"Why?" takes longer to answer. Tracking hours accomplishes several things:
- It helps me predict how long it will take to complete a project.
- It helps identify certain projects that are being neglected and are deserving of attention.
- It provides a sense of accomplishment when I see a certain number of hours completed.
- It is one way of setting goals (e.g. "complete 10 hours" as opposed to "finish the front piece of the sweater").
- It is a good way to impress people. I usually get a stunned look when I tell someone I'd spent 200 hours on a cross-stitch project. This could be interpreted as, "I am impressed by your dedication!" or "You need to get a life!"

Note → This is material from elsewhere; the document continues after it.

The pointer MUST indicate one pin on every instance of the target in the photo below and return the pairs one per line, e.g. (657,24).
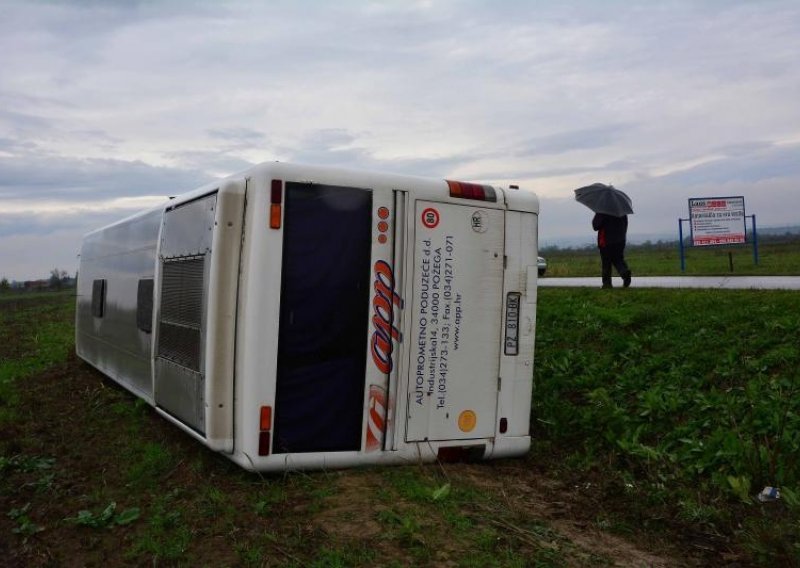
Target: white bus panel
(303,317)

For these reasons, there are a great number of on-line forums for cross-stitching, more I think than for most other hobbies of this sort. One really needs support groups for this activity. Where else would one get loads of praise and encouragement for an uploaded photo of a project that's only 5% completed?
My favourite forum is Rotation Stitchers. This is a long-running forum totally devoted to management of multiple stitching projects. Topics covered include time-tracking methods, styles of rotations, stitch-along (SAL) groups and even meta-discussion about whether rotation stitching or one-at-a-time stitching is best. If there's anything I like more than stitching itself, it's examining and analyzing the process.
For the record, I have about 10 cross-stitch projects on the go, with 5 of them "active" and the other 5 at some risk of becoming UFOs (Unfinished Objects). I have been pretty good the past two years about not starting new projects and consequently am not yet at the SABLE (Stash Accumulation Beyond Life Expectancy) point.